Photo: Josie Desmarais

Incarner le rêve de liberté des esclaves et de leurs descendants qui ont fortement contribué à bâtir l’Amérique, c’est ce qui fait vibrer la chanteuse de pop-soul-jazz Dominique Fils-Aimé, finaliste de La Voix en 2015.

Engagé dans la lutte antiraciste au moment des grands mouvements anti-apartheid des années 1980, l’auteur de ces lignes avait fait le choix de ne pas aborder la question de la couleur de la peau de Dominique Fils-Aimé. Mais c’était avant de connaître le contenu de son premier véritable album (après le EP The RED EP, paru en 2015) : Nameless. Un titre qui fait évidemment référence à tous ces esclaves transportés de force dans des cales sinistres depuis, entre autres, l’île de Gorée, au Sénégal, pour venir enrichir les riches bourgeois blancs des États-Unis.

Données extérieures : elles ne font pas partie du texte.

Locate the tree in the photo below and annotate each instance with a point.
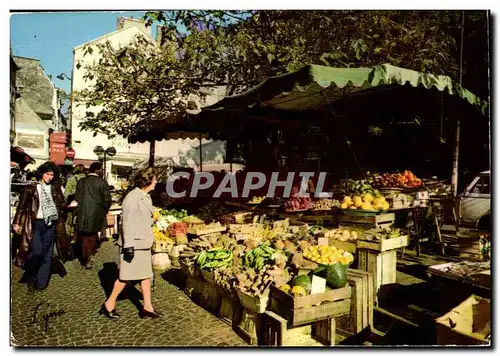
(239, 49)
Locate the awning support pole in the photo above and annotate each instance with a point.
(152, 145)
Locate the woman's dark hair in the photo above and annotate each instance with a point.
(79, 168)
(48, 167)
(144, 177)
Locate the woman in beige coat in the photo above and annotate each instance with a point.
(135, 249)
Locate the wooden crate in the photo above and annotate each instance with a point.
(310, 308)
(370, 222)
(257, 304)
(467, 324)
(474, 248)
(344, 245)
(276, 332)
(383, 267)
(210, 298)
(384, 245)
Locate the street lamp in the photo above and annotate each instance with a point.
(103, 153)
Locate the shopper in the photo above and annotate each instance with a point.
(135, 248)
(69, 195)
(94, 200)
(40, 217)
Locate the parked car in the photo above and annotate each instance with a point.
(475, 203)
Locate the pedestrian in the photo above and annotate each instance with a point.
(135, 246)
(69, 195)
(40, 217)
(94, 200)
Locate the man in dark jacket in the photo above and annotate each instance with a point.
(94, 200)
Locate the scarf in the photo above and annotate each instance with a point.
(48, 207)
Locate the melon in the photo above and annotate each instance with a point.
(303, 281)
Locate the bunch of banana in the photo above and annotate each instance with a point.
(214, 258)
(260, 256)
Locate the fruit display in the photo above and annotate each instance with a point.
(327, 255)
(212, 211)
(342, 234)
(396, 180)
(214, 258)
(303, 281)
(365, 202)
(259, 257)
(381, 234)
(326, 204)
(256, 200)
(298, 203)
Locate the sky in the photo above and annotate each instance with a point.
(51, 37)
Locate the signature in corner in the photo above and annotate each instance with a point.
(38, 317)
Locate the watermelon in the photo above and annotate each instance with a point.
(304, 281)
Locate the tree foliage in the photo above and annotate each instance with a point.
(238, 49)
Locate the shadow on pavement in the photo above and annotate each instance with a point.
(109, 274)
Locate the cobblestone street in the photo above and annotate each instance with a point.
(66, 313)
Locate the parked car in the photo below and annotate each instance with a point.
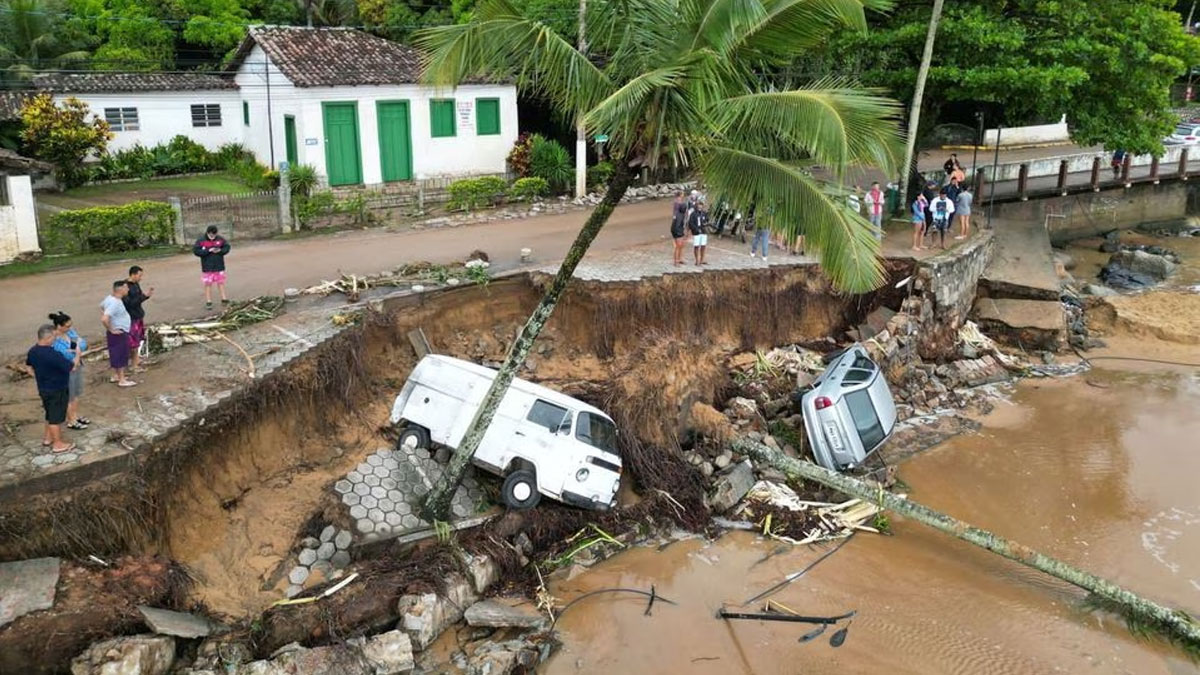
(541, 442)
(1186, 133)
(849, 412)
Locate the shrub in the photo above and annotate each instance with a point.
(63, 135)
(519, 156)
(528, 189)
(550, 161)
(600, 173)
(136, 225)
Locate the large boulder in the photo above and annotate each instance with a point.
(133, 655)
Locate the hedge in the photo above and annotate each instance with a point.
(136, 225)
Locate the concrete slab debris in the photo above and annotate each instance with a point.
(178, 623)
(27, 585)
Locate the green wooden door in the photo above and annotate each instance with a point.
(395, 141)
(343, 161)
(289, 137)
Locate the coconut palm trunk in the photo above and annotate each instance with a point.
(918, 97)
(1174, 623)
(437, 503)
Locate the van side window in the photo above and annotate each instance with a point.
(547, 416)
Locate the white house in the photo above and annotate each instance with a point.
(340, 100)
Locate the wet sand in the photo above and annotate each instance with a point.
(1098, 470)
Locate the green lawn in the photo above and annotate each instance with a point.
(52, 263)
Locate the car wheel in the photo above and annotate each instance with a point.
(520, 490)
(412, 438)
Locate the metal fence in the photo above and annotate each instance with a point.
(253, 215)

Élevée dans un certain confort matériel à Outremont, l’artiste qui se considère comme privilégiée a pu se brancher à ses racines en découvrant le jazz, la soul et le blues, grâce aux grandes chansons des non moins grandes Nina Simone, Billie Holiday et autres Aretha Franklin, bien que les auditeurs attentifs reconnaîtront aussi des reflets cendrés à la Sade dans sa voix qui emmitoufle. Elle offrira d’ailleurs quelques standards de ces chanteuses, en plus de ses propres compositions, au cours de sa rentrée montréalaise, le 28 mars prochain.

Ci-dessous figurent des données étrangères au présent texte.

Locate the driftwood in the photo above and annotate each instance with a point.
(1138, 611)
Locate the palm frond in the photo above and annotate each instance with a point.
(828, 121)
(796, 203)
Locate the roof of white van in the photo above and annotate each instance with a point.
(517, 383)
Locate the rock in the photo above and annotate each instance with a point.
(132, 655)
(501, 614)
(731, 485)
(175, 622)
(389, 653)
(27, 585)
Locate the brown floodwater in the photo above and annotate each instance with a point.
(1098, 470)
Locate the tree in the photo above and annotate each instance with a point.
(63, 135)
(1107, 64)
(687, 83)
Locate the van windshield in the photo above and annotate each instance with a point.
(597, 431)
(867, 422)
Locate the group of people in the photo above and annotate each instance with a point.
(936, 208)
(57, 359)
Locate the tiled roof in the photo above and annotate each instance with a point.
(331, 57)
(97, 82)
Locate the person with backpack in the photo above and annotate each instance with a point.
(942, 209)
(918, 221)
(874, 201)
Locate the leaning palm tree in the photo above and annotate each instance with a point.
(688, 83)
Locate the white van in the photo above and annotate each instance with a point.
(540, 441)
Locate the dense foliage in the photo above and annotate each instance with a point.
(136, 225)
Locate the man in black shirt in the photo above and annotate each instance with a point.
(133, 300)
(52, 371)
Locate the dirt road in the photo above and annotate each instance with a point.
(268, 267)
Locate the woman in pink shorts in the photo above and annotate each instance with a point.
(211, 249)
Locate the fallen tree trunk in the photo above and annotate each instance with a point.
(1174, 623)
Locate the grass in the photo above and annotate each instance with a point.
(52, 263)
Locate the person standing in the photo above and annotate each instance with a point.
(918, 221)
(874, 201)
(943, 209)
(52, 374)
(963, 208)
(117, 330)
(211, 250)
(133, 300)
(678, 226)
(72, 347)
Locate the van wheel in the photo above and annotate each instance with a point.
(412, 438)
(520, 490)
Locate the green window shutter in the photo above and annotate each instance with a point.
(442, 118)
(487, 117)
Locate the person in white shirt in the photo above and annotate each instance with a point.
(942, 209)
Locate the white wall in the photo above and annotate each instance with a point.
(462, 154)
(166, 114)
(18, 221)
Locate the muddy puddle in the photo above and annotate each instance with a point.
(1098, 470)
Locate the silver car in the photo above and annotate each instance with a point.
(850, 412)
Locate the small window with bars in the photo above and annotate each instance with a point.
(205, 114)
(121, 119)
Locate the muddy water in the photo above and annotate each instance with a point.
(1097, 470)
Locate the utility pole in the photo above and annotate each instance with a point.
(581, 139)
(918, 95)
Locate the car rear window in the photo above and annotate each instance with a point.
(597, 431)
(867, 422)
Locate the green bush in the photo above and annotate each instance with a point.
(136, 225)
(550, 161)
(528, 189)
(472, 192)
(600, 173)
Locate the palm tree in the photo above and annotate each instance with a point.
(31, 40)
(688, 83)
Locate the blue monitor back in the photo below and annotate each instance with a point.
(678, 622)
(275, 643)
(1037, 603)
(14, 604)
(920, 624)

«Je ferai entendre d’où je viens sur le plan musical en interprétant des pièces popularisées par celles qui ont été mes influences. Ce sera très varié. Il y aura pas mal de Nina Simone, mais aussi de “covers de covers”. À une certaine époque, les artistes reprenaient des pièces et se les appropriaient sans qu’il y ait de sentiment d’appartenance. Je m’identifie à ce courant. Tu peux être une interprète et avoir ta propre identité. Il faut arrêter de penser qu’on a tout inventé. Tout a été fait, bien sûr, mais pas par soi-même», lance la gracieuse chanteuse qui a commencé à se produire avec une formation hip-hop avant de quitter cet univers, dégoûtée par le sexisme qui y régnait. Décision qui l’a incitée à retourner sur les bancs de l’université pour y suivre une formation en psychologie. Un champ d’étude qui la passionne et lui permet de nouer un lien avec son approche musicale, qu’elle souhaite pop, distrayante et entraînante, bien entendu, mais aussi cathartique. C’est d’ailleurs ainsi que son album a été conçu.

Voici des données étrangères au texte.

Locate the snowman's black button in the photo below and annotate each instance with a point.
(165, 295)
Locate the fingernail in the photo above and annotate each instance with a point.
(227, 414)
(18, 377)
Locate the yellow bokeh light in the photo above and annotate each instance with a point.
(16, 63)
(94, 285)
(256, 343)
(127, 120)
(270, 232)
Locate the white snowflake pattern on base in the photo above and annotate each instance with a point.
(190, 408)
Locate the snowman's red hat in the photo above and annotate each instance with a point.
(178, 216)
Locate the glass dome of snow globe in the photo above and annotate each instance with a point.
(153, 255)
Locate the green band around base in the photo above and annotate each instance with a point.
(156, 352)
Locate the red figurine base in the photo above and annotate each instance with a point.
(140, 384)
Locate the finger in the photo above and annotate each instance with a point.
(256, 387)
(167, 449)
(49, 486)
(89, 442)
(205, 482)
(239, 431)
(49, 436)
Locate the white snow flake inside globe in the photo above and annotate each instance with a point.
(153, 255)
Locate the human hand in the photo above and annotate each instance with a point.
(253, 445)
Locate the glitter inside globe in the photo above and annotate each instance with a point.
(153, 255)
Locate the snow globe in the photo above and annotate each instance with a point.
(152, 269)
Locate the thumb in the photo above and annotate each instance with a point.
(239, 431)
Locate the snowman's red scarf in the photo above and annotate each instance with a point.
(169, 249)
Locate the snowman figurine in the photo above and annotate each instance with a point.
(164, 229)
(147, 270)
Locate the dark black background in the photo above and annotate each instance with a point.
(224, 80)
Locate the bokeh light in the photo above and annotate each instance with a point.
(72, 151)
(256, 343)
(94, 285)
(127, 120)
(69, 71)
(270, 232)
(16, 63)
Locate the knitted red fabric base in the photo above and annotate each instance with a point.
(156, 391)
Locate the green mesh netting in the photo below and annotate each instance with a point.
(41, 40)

«Mes objectifs pour cet album et la musique en général, c’est d’exprimer mes émotions et mes perceptions, mais aussi d’offrir un peu de douceur, de réconfort et d’empathie. Je souhaite envelopper les auditeurs et mettre un baume sur leurs blessures. La musique a le réel pouvoir de toucher les gens et de faire passer des messages positifs de manière non invasive. Ce n’est pas en disant à quelqu’un “heille, change!” qu’il va le faire» – Dominique Fils-Aimé

À la différence, par exemple, d’une Betty Bonifassi, qui fait aussi un travail remarquable en interprétant des chants d’esclaves, Dominique Fils-Aimé propose de son côté une lecture aussi marquée de stigmates, mais plus encore d’affranchissement. Deux façons de voir la lutte contre le racisme. Deux nécessités. Malcom X versus Martin Luther King.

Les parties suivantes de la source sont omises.